I love drawing animals, and I love reading and thinking about our relationship with them. So it was an absolute thrill to be part of another book project that opens up all sorts of questions and conversations about animals, this time focussed on the charismatic and ubiquitous pig.
Zooarchaeologist Pia Spry-Marqués brings a really interesting angle to her book PIG/PORK – she takes the reader right back to some of our earliest interactions between wild boar and humans, traces the evolution of different species and breeds, and shares some fascinating stories and case studies that highlight the idiosyncrasies in our relationships with our porcine friends.
I read the manuscript and made a list of suggestions for chapter heading illustrations which Pia and Anna at Bloomsbury and I developed.

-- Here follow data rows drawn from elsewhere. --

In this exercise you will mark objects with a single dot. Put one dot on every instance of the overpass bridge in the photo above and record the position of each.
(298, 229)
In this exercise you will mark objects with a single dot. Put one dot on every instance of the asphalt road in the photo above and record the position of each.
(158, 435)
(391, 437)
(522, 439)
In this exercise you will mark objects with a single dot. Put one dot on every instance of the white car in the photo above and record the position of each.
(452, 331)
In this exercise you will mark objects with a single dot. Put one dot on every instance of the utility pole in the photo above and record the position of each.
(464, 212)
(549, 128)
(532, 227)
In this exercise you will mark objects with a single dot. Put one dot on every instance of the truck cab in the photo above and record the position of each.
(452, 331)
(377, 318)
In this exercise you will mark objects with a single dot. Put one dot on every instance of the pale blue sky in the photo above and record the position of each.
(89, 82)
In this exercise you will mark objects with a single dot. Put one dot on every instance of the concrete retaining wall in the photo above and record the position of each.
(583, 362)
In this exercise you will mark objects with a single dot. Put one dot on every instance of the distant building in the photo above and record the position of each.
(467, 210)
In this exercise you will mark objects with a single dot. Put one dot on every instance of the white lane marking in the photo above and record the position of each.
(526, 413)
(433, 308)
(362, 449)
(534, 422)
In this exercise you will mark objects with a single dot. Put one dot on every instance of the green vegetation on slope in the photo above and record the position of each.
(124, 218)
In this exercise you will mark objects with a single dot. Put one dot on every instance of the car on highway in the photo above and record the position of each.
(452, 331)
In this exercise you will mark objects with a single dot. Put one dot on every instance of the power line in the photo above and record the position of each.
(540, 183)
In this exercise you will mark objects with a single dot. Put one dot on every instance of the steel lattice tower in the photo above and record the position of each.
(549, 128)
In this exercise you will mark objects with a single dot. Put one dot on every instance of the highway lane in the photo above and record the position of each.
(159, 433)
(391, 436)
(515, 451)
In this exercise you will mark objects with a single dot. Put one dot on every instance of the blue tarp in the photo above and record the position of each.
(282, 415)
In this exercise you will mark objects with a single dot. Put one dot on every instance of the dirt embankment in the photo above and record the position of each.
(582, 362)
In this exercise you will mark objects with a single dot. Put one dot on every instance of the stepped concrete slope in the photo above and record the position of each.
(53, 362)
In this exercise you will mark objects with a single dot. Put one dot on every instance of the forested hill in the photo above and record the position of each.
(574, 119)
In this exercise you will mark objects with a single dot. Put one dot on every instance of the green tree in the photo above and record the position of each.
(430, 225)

You can see each image below.
The fierce-looking wild Babirusa is found in Indonesia.
Japanese Dogu style sculpture of a boar.
Chinese Min pig, lying in front of his sty to echo the Mandarin character for home.
Gloucestershire Old Spot pig and a swill bucket.
Glow in the dark pig, from genetic experiments giving pigs bio-luminescent genes.
The tapeworm, a parasite often found in pork.
Suckling piglets.
A cow hoof, pig’s trotter and goat’s hoof.
Tuscan pig on a marble plinth in the alps where Lardo is made from their fat.
Pig 311. This was one of the most incredible stories in the book – a pig escaped a boat full of animals that was near a nuclear test site in the ’50s, and swam for freedom.
Wild boar investigating an outstretched human hand.